Senior Health and Omega-3 Fatty Acids

Nov 29th, 2010 | By Sharon Shaw Elrod MSW EdD | Category: Lifestyle, Health & Fitness

Senior citizens around the planet are increasingly knowledgeable about their health.  We know maintaining good health, eating well, exercising and remaining engaged in the world around us keeps us young in body, mind and spirit.  So today SCJ addresses important nutritional information that we all need to learn about… omega-3 fatty acids or OFAs as most nutritionists would say.

Omega-3 fatty acids are polyunsaturated fats.  A very necessary nutrient.  We cannot produce these in our bodies, so we have to ingest them from food we eat or supplements we add to our diet.

The three fatty acids are EPA, DHA and ALA.  Translated, they are eicosapentaenoic acid (EPA), docosahexaenoic acid (DHA), and alpha-linolenic acid (ALA).  EPA and DHA comes from fish; ALA is found in plants (walnuts, canola oil, soybean oil, flaxseed/linseed oil, and olive oil).

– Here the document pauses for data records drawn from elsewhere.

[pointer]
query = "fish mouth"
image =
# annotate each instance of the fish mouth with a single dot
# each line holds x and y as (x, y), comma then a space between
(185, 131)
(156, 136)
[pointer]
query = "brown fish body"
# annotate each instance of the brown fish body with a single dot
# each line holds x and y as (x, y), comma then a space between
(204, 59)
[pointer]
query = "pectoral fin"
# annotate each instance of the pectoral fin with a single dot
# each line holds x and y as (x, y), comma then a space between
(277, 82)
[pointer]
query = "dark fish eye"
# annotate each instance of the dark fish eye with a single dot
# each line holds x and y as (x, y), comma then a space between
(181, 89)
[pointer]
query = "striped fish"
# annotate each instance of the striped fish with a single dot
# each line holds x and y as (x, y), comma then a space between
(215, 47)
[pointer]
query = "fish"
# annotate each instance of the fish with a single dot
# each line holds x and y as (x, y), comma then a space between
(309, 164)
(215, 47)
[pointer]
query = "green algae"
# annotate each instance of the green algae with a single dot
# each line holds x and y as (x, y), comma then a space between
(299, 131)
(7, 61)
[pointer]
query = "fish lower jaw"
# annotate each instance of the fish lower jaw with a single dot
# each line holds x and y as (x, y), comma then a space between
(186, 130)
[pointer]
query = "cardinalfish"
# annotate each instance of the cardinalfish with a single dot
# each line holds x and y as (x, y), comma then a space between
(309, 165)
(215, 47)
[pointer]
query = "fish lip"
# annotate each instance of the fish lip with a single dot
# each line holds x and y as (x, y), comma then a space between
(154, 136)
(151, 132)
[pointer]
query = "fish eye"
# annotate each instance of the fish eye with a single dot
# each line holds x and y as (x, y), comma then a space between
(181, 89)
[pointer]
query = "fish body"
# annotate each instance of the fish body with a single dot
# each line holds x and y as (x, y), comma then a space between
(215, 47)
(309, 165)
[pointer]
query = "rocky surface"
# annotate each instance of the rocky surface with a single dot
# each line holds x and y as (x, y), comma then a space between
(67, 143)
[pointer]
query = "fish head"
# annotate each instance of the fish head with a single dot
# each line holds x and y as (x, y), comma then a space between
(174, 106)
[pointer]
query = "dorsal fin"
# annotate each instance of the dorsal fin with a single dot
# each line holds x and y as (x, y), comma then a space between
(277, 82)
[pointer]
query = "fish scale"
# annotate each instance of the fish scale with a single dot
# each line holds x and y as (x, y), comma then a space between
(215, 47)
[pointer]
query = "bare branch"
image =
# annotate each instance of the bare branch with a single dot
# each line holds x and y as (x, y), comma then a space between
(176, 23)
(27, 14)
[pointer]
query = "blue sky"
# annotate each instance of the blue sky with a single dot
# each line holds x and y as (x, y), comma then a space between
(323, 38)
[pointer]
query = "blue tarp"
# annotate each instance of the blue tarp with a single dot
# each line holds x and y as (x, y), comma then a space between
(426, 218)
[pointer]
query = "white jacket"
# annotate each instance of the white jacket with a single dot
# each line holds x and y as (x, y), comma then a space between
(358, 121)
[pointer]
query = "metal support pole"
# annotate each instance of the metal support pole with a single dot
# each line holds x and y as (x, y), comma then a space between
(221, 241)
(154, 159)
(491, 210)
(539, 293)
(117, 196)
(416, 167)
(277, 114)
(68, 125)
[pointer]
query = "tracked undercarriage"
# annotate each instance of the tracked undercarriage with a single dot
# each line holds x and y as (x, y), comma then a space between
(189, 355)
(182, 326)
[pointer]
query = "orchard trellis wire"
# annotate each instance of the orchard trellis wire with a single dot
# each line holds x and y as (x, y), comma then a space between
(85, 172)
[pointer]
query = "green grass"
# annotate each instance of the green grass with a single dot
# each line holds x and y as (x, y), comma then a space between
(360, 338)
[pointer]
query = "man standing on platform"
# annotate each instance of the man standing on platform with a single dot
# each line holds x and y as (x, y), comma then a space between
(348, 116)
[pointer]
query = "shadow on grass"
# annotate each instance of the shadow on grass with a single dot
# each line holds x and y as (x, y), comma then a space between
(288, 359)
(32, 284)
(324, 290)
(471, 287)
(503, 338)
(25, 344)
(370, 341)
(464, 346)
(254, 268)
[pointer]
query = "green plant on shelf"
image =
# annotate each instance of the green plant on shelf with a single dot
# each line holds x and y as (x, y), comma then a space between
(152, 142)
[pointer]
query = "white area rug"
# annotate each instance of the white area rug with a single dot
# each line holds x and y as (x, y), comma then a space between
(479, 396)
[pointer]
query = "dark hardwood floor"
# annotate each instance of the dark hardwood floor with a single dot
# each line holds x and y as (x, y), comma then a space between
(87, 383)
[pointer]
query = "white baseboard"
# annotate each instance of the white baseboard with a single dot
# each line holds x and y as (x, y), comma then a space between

OFAs promote cardiovascular health by 

  • reducing inflammation
  • decreasing arrhythmias (abnormal heartbeats that can contribute to heart attacks),
  • lower triglyceride levels
  • reduce the growth rate of plaque on artery walls
  • lower blood pressure slightly

OFAs inflammation reduction properties suggest the possibility they may be helpful treating rheumatoid arthritis, and preventing cognitive decline and age-related macular degeneration of the eyes. Studies are currently in progress regarding these possibilities, and results have yet to be determined.  More studies are needed before omega-3s can be recommended for conditions other than those related to the heart.

So what fish do we seniors need to eat to get our OFAs?  The best sources are coldwater fatty fish such as mackerel, lake trout, herring, sardines, albacore (white) tuna, halibut, striped bass, cod, and salmon.  Nutritionists recommend you get your OFAs from fish rather than supplements, but some of us just don’t like fish.  So adding a fish oil supplement may be helpful.  Studies suggest that fish oil supplements deliver some of the same protective effects as eating fish. As always, you need to talk with your primary care physician before you add OFA supplements to your diet.